Embedding Style Beyond Topics: Analyzing Dispersion Effects Across Different Language Models
Benjamin Icard, Evangelia Zve, Lila Sainero, Alice Breton, Jean-Gabriel Ganascia
TL;DR
The paper investigates how writing style, beyond topic, shapes embedding dispersion across multilingual language models using a bilingual Queneau-Fénéon corpus augmented with GPT-4o-generated variants to decouple topic and style. It combines clustering, PCA, and UMAP-based dispersion analyses with an interpretability framework to quantify and explain stylistic influences on embeddings. Findings show that topic has a stronger impact on dispersion than style, but style variations significantly modulate dispersion in many models and languages, with French showing stronger stylistic sensitivity than English.

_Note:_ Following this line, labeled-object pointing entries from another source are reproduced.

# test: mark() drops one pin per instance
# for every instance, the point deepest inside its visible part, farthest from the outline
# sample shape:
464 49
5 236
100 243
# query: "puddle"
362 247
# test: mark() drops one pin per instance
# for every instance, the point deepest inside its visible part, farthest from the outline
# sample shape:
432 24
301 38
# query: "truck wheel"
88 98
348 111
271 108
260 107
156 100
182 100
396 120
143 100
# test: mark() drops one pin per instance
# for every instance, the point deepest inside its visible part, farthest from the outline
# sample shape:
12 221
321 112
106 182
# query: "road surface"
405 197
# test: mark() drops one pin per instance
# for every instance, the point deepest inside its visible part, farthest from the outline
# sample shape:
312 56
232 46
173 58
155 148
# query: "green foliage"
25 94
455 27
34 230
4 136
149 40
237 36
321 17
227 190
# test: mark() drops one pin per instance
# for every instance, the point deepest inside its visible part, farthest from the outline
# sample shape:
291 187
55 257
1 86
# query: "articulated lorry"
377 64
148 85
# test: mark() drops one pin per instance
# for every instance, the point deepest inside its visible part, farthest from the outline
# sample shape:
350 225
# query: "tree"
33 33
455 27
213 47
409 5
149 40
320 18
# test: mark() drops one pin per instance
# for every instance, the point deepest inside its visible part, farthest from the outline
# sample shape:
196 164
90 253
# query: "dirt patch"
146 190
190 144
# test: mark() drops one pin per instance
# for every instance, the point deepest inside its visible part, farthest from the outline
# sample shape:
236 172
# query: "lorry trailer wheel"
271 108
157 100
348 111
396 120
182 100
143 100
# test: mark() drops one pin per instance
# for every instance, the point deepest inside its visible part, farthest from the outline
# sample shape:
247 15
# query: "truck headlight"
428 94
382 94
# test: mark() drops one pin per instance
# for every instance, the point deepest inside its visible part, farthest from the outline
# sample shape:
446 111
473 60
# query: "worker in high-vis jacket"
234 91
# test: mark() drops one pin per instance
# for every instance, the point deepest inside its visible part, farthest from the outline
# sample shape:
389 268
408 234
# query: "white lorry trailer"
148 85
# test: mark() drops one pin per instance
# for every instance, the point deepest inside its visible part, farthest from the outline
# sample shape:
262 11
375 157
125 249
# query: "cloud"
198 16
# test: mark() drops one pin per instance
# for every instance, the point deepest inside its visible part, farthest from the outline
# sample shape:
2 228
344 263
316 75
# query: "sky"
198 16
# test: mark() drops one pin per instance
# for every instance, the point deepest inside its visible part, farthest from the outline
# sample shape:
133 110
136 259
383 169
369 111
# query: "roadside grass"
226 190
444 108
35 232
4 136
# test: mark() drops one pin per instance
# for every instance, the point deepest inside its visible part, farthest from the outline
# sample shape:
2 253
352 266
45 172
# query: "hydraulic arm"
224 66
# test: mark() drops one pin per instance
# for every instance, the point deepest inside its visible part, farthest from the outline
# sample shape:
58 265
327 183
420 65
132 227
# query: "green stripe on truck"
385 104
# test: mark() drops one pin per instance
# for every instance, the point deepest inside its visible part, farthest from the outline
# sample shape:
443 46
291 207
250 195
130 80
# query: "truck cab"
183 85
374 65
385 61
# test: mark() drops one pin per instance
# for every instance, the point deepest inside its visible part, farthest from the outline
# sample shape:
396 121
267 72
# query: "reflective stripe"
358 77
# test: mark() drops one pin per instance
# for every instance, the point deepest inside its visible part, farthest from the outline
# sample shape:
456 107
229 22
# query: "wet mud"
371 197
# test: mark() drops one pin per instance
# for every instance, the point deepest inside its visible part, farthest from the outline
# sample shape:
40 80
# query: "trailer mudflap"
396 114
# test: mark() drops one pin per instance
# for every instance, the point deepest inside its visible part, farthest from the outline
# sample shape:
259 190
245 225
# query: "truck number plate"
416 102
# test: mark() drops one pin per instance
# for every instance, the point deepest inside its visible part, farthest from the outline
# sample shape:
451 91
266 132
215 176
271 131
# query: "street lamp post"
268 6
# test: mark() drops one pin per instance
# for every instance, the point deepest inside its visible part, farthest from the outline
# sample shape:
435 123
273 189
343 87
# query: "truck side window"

These results advance understanding of how stylistic cues are encoded in embeddings and offer guidance for improving model interpretability across languages and genres.
Abstract
This paper analyzes how writing style affects the dispersion of embedding vectors across multiple, state-of-the-art language models. While early transformer models primarily aligned with topic modeling, this study examines the role of writing style in shaping embedding spaces. Using a literary corpus that alternates between topics and styles, we compare the sensitivity of language models across French and English. By analyzing the particular impact of style on embedding dispersion, we aim to better understand how language models process stylistic information, contributing to their overall interpretability.